OLYMPIA — After an emotional debate that highlighted and lamented America’s sharp political divisions, the Washington Senate has voted to ban the open carry of firearms and other weapons, not just at the state Capitol campus, but at permitted demonstrations in public spaces across the state.

The passage of Senate Bill 5038 Thursday afternoon comes after months of intense protests around the state over the killing of people of color by law enforcement, as well as by demonstrators supportive of former President Donald Trump in the wake of his election defeat.

After a debate of more than an hour, the bill passed the Democratic-controlled chamber on a party-line vote, 28-20. It now heads to the House for consideration.

Much of Thursday’s debate focused on the tension between the First Amendment’s right to free speech and assembly and the Second Amendment’s right to bear arms.

“We know that neither the First nor the Second Amendment is absolute, we know that there have been restrictions, reasonable restrictions placed on each of them,” said Sen. Patty Kuderer, D-Bellevue and sponsor of the bill. “This is just another one.”

One after one, Republicans rose to object, many arguing that the measure tramples on the Second Amendment and could put them in danger.


Sen. Lynda Wilson, R-Vancouver, cited the example of a woman who wants to carry a firearm for self-defense but can’t get a concealed pistol permit due to a backlog.

“So you have to open carry in order to be able to go someplace,” said Wilson. If that woman were going to a downtown business in Vancouver, Wilson added, she could find herself “within a short distance of a demonstration that just started.”

Over the past year, as anger ratcheted up across the political spectrum, protesters and counterprotesters turned out heavily armed and at events and gatherings in Seattle, Spokane, Vancouver, Olympia and other places.

Armed demonstrators have sometimes left some people feeling fearful. In other cases, demonstrations have turned violent.

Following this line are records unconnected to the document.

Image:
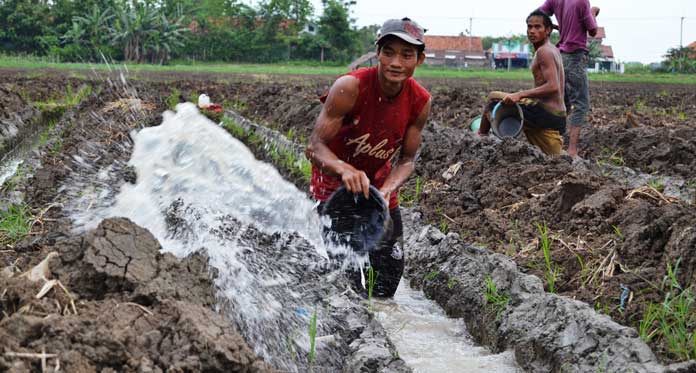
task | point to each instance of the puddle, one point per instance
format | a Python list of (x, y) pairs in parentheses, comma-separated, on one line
[(429, 341)]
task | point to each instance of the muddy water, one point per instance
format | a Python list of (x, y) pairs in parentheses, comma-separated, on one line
[(430, 342), (193, 179)]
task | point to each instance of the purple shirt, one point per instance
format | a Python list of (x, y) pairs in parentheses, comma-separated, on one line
[(574, 21)]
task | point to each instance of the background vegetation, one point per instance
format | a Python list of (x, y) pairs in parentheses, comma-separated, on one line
[(157, 31), (223, 31)]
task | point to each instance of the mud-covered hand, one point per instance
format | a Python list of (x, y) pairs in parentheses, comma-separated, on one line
[(356, 181), (385, 194), (512, 98)]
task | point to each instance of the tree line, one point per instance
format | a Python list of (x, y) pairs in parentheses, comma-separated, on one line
[(157, 31)]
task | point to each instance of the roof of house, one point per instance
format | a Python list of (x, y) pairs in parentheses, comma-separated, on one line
[(601, 34), (453, 43), (365, 58), (607, 51)]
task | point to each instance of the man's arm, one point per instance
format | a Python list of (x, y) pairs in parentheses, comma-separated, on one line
[(551, 84), (589, 20), (339, 102), (407, 159)]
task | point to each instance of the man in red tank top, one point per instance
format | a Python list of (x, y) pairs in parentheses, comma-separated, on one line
[(369, 116)]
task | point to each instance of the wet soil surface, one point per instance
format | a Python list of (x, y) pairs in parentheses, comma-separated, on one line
[(604, 234), (108, 299)]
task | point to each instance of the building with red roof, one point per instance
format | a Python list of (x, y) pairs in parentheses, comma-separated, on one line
[(455, 51)]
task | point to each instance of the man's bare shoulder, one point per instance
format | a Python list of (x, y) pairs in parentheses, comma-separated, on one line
[(346, 84), (548, 51)]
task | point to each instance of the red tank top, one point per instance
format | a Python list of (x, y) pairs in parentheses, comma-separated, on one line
[(372, 133)]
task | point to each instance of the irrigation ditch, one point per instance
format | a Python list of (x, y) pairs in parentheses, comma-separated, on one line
[(503, 308), (474, 235)]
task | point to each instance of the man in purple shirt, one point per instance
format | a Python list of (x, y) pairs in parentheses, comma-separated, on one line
[(575, 20)]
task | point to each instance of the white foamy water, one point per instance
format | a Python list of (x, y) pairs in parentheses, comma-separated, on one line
[(199, 188), (430, 342), (193, 180)]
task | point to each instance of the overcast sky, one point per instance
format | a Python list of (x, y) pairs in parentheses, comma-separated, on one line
[(638, 30)]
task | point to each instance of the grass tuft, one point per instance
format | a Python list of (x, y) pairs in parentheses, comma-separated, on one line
[(551, 270), (672, 323), (15, 224), (495, 298)]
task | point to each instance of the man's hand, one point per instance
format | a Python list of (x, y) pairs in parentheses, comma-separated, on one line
[(512, 98), (356, 181), (595, 11)]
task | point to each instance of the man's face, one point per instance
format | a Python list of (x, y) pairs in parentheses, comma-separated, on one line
[(398, 60), (536, 31)]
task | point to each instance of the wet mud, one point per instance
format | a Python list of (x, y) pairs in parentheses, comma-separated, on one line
[(606, 236)]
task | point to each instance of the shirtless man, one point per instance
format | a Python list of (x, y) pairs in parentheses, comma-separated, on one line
[(369, 115), (543, 106)]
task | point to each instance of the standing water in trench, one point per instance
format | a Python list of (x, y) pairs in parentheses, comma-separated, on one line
[(199, 188), (430, 342)]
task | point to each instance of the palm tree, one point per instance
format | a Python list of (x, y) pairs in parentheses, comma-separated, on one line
[(131, 27), (169, 36)]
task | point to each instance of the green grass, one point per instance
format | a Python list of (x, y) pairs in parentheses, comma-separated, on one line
[(306, 68), (371, 279), (408, 197), (551, 271), (173, 98), (282, 157), (672, 323), (312, 336), (15, 224), (494, 297)]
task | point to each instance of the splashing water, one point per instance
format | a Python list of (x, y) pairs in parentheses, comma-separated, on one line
[(198, 187), (430, 342)]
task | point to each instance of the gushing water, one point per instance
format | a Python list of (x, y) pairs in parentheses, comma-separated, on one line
[(430, 342), (199, 188)]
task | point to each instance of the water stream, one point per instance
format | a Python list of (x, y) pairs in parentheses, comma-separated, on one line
[(199, 188), (430, 342)]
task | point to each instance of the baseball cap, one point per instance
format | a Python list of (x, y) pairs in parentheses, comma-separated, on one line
[(404, 28)]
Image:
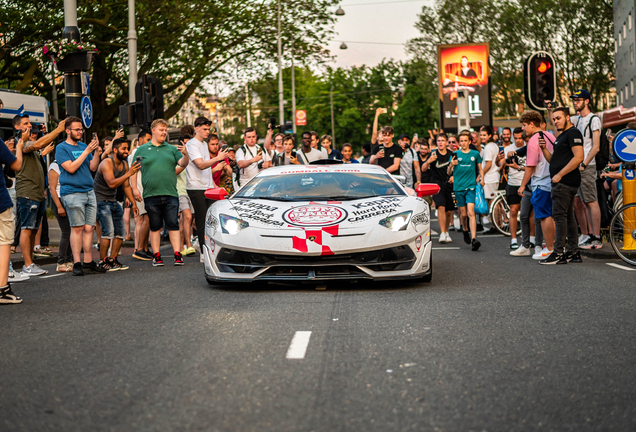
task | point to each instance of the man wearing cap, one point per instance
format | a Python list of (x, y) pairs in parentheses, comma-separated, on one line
[(410, 163)]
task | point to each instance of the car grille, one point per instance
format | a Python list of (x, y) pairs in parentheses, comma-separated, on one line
[(390, 259)]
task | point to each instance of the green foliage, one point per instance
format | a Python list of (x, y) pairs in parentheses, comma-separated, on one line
[(578, 33), (181, 43)]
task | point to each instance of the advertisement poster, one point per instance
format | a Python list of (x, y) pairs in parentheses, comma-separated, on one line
[(464, 67)]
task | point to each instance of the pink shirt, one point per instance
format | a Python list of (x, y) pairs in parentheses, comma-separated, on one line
[(535, 158)]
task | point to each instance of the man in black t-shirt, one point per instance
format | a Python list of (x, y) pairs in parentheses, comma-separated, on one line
[(389, 155), (566, 180)]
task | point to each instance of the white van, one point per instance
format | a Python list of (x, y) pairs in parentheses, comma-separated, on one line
[(13, 103)]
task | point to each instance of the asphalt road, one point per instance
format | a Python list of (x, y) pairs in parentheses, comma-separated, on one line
[(493, 343)]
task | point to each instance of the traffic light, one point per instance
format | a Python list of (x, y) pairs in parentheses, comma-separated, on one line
[(539, 79)]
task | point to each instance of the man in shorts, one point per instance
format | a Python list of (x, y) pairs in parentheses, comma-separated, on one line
[(464, 166)]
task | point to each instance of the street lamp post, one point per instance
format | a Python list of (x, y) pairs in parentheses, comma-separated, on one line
[(281, 109)]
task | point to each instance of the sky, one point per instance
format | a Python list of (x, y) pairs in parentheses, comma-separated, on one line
[(374, 21)]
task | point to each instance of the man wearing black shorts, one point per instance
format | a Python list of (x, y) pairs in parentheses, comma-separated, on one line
[(438, 163)]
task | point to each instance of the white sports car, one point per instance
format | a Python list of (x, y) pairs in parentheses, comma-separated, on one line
[(319, 222)]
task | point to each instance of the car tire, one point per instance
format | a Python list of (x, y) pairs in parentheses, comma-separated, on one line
[(429, 276)]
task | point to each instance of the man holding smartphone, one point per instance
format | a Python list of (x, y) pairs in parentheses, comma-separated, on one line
[(76, 162)]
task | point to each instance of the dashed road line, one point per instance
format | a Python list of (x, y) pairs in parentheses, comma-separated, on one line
[(298, 346), (621, 267)]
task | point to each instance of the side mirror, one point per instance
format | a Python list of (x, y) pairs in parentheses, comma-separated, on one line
[(216, 194), (427, 189)]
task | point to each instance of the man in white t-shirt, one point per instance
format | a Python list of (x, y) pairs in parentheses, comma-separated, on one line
[(538, 169), (489, 163), (307, 154), (588, 212), (199, 174), (251, 158)]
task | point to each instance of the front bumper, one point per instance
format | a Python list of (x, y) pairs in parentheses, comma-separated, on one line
[(398, 262)]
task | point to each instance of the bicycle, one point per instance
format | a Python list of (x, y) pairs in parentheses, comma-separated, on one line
[(500, 214), (623, 233)]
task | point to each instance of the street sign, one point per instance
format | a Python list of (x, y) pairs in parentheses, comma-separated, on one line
[(625, 145), (301, 118), (86, 83), (86, 110)]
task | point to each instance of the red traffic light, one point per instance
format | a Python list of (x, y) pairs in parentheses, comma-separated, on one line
[(543, 67)]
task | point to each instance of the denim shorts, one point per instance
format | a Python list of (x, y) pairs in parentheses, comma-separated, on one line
[(111, 218), (31, 213), (162, 209), (542, 203), (465, 197), (81, 208)]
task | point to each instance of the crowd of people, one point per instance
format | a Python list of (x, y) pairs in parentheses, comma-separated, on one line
[(549, 181)]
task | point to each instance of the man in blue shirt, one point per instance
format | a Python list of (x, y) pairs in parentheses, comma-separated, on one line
[(76, 163), (7, 222), (464, 166)]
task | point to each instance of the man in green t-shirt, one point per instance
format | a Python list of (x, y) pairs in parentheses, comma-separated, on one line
[(466, 169), (159, 161)]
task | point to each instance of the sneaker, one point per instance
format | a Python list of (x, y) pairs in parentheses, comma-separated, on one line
[(33, 270), (573, 257), (77, 269), (15, 276), (108, 264), (93, 267), (596, 243), (63, 268), (7, 296), (156, 260), (542, 255), (466, 237), (119, 265), (554, 258), (521, 251), (141, 255)]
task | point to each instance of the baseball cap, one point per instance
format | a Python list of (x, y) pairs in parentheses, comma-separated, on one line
[(581, 93)]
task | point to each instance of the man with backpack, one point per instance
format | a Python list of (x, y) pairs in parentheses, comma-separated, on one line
[(588, 212)]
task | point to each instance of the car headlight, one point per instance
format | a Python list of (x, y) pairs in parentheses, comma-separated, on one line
[(398, 222), (232, 225)]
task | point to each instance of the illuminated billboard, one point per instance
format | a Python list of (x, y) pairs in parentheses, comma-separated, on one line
[(464, 67)]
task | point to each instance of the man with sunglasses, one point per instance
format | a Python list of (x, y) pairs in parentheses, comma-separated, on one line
[(30, 189)]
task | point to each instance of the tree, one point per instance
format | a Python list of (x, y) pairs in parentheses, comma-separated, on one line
[(181, 43)]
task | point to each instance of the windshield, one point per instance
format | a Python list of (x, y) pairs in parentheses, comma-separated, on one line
[(320, 186)]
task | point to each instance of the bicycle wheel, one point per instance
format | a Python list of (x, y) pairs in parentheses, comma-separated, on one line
[(500, 216), (623, 233)]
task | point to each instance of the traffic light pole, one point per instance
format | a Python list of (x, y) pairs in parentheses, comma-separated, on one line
[(72, 80)]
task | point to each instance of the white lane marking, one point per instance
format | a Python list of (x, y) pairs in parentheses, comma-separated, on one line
[(621, 267), (59, 274), (298, 346)]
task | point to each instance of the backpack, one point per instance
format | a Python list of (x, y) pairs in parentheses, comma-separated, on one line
[(602, 157)]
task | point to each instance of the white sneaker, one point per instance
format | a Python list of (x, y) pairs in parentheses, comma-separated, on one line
[(543, 255), (33, 270), (521, 251), (17, 277)]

In Olympia, firearms have long been present at the Capitol for political symbolism, with gun-rights supporters rallying peacefully by the hundreds, sometimes by the thousands.

But that dynamic changed in December, when political clashes at or near the Capitol campus led to shots being fired during three different instances as demonstrators rallied in support of or against Trump. The shootings injured at least one person.


“These are not what we have considered normal times and we need to take action,” said Sen. Sam Hunt, a Democrat from Olympia who voted for the bill. “Schools have gun-free zones and … we can do the same thing in very limited instances, which this bill does.”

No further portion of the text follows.